Я заканчиваю предисловие и приведу пример того редкого случая, когда удалось вернуть к жизни человека. И не просто вернуть, но дать возможность ему полноценно радоваться ежедневно солнышку, заглядывающему в утреннее окошко, и щенку, лижущему руки хозяйки; общению с друзьями. Одним словом, всему тому, что окружает счастливого человека. Этим человеком оказалась пятилетняя девочка, которая поступила в отделение реанимации с генерализованной формой менингококковой инфекции. Когда врачи ее увидели, то поняли, что шансов у нее практически нет. Есть шансы или нет – это первая реакция реаниматолога. Второе, что он начинает делать – это бороться, несмотря на то, что оценил вероятность успеха практически нулевой.

Ее доставила «скорая» в тяжелом состоянии. Наличие шока не вызывало сомнений: глубокий сопор, гипотермия, цвет кожных покровов напоминал простыню. И вот на этой «простыне» по всему телу обильная сыпь, как принято называть – «ночное небо». Но более всего поразило наличие некрозов. Их было много. Они были неправильной формы и их размеры достигали 3-5 см. Пальцы ног были иссиня-черного цвета. Самое удивительное, что такая малосимпатичная картинка кожных покровов не соответствовала тяжести гемодинамических нарушений: тахикардия до 110, AД 90/55 мм Hg. Пульс на периферии был сохранен.

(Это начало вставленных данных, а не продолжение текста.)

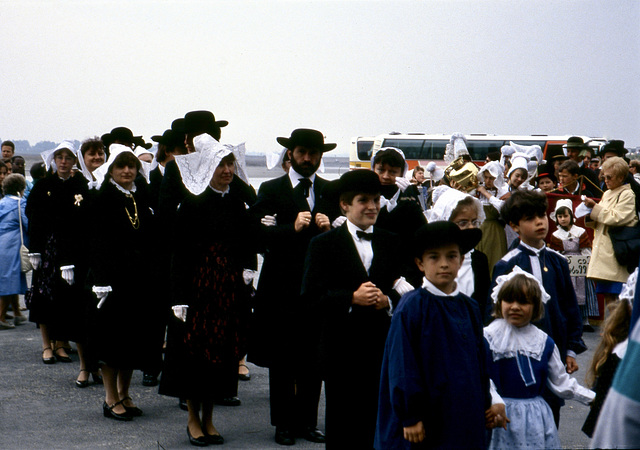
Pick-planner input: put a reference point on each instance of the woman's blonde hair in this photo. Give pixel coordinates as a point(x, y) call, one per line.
point(617, 165)
point(614, 331)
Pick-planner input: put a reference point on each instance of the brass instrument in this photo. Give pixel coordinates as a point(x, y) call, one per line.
point(463, 173)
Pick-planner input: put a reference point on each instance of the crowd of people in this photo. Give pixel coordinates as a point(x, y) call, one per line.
point(459, 302)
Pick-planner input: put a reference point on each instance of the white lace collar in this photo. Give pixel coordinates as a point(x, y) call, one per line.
point(506, 340)
point(574, 232)
point(121, 189)
point(428, 285)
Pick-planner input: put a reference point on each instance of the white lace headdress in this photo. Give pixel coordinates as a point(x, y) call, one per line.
point(114, 150)
point(496, 170)
point(447, 201)
point(47, 155)
point(196, 169)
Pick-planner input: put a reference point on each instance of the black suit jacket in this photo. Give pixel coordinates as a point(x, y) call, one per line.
point(279, 315)
point(333, 271)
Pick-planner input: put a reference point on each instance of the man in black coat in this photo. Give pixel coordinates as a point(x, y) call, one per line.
point(280, 333)
point(349, 279)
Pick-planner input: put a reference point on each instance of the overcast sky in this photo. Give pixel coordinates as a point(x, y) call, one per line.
point(73, 69)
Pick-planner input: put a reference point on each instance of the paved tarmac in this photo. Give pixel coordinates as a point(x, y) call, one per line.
point(40, 407)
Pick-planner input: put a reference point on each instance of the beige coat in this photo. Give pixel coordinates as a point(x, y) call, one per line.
point(617, 208)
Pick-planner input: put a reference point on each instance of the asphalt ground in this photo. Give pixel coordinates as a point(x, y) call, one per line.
point(41, 408)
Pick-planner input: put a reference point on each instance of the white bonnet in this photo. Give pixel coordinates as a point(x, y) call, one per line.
point(447, 201)
point(47, 155)
point(495, 169)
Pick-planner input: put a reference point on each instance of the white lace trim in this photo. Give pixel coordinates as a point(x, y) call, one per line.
point(121, 189)
point(506, 340)
point(574, 232)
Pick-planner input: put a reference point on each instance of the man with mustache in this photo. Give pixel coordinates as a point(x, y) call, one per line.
point(281, 332)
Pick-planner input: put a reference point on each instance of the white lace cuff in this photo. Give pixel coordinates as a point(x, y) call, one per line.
point(101, 289)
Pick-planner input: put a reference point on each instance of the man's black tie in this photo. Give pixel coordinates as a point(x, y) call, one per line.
point(305, 183)
point(363, 235)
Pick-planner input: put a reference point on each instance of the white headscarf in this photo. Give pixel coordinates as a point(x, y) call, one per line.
point(48, 155)
point(114, 150)
point(447, 201)
point(197, 168)
point(496, 170)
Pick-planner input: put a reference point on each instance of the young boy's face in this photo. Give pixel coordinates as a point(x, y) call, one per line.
point(546, 184)
point(532, 230)
point(363, 210)
point(440, 266)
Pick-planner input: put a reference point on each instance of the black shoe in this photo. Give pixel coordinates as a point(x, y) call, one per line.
point(132, 411)
point(97, 378)
point(84, 383)
point(229, 401)
point(214, 439)
point(108, 412)
point(312, 434)
point(60, 357)
point(149, 380)
point(284, 437)
point(198, 442)
point(51, 360)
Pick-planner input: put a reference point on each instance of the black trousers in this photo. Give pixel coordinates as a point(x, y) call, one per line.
point(294, 394)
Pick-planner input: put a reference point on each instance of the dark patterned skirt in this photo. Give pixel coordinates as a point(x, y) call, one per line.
point(202, 355)
point(55, 303)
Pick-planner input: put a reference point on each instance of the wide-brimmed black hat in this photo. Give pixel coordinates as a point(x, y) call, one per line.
point(202, 122)
point(360, 180)
point(305, 137)
point(613, 146)
point(574, 142)
point(440, 233)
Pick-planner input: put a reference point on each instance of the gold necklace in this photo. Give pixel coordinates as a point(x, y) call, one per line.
point(135, 221)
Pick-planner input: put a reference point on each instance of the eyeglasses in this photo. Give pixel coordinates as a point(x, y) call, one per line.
point(466, 223)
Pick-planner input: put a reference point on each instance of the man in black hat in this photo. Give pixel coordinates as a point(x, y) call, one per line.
point(574, 147)
point(351, 305)
point(281, 320)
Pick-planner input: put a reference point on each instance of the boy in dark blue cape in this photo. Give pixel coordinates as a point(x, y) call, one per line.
point(434, 387)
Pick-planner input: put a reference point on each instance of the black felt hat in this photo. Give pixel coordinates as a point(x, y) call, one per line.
point(613, 146)
point(360, 180)
point(440, 233)
point(305, 137)
point(574, 142)
point(202, 122)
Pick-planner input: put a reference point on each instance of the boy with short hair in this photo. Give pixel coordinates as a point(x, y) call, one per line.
point(434, 382)
point(349, 278)
point(526, 213)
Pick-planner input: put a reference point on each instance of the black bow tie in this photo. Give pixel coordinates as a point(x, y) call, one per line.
point(363, 235)
point(305, 184)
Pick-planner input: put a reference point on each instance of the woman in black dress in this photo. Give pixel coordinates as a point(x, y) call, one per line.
point(121, 260)
point(56, 210)
point(211, 297)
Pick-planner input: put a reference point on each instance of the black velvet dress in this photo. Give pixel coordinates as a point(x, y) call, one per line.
point(122, 256)
point(214, 242)
point(56, 210)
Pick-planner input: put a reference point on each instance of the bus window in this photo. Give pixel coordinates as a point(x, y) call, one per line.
point(365, 148)
point(412, 148)
point(479, 149)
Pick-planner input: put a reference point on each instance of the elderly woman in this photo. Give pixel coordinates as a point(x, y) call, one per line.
point(55, 209)
point(119, 272)
point(13, 227)
point(616, 209)
point(210, 294)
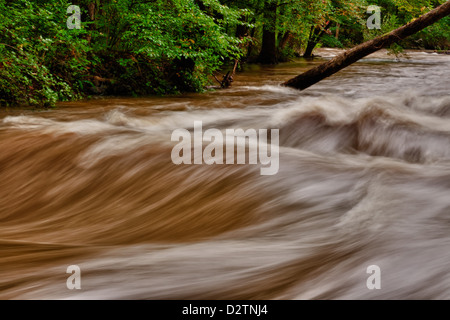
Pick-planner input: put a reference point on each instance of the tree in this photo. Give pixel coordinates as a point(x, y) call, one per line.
point(339, 62)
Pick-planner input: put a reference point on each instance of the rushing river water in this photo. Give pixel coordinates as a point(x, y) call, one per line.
point(364, 179)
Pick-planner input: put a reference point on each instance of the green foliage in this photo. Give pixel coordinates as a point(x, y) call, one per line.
point(138, 47)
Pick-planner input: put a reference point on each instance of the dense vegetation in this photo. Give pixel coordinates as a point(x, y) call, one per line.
point(138, 47)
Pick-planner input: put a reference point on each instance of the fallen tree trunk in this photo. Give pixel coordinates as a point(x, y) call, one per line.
point(345, 59)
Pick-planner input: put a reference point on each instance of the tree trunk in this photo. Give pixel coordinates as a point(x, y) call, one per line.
point(339, 62)
point(284, 40)
point(268, 53)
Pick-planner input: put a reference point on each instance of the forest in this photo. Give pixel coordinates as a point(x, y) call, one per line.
point(141, 47)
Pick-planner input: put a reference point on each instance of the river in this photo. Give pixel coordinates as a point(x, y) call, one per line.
point(363, 180)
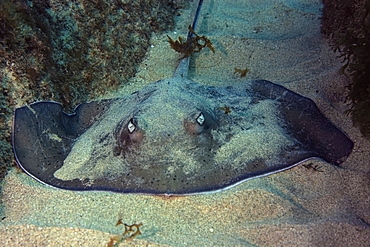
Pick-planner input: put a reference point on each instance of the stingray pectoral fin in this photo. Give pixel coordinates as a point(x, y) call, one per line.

Была начата интенсивная терапия: интубация, перевод на ИВЛ, установка центрального катетера, объемная нагрузка, стероиды, ингибиторы протеаз, витамины, антибиотики, катетеризация мочевого пузыря. Гормонов вводили очень много, потому как были веские основания предполагать наличие синдрома Уоттерхауса-Фридериксена. В анализах имелись лейкоцитоз (это было лучше, чем лейкопения), токсический сдвиг, признаки коагулопатии. За жизнь девочки боролись три врача и три медсестры.

И вот она наступила – остановка сердца… Мы ее ждали, она не стала неожиданностью. Может потому, что надежды на счастливый исход было немного, действия бригады были спокойными, хладнокровными, я бы сказал размеренными и методическими. Адреналин, атропин, сода, массаж. С ощущением неизбежной фатальности персонал взирал на монитор. Врачи слушали сердце, «ловили» пульс, меняли друг друга при компрессии.

Не буду красиво, как в художественной литературе («… и вдруг на экране монитора изолиния сменилась едва заметными долгожданными волнами…»), описывать то, что произошло далее. Все было, как многим показалось, обыденно и естественно. Кто-то сказал: «Кажется, пульс есть…» Кто-то разглядел первый комплекс на экране. Другой услышал далекие сердечные тоны…

Что тут началось! Всеми овладела, пусть мимолетная, но надежда, за которой пришла вера в то, что можно победить смерть.

Эта девочка пролежала в реанимации две недели, хотя ее состояние позволяло перевести ее из отделения через 7 дней. Ко всем детям в отделении относились одинаково, не зависимо от каких-либо причин и поводов. Но эта девчонка стала объектом всеобщей любви и почитания. Она в свои пять лет не понимала, отчего к ней такое внимание отовсюду. Ее посещало руководство больницы. К ней водили студентов. Ее лелеяли и пестовали. Обход в отделении начинался с ее постели.

Потом она была переведена в Москву, где врачи провели множественные операции по кожной пластике.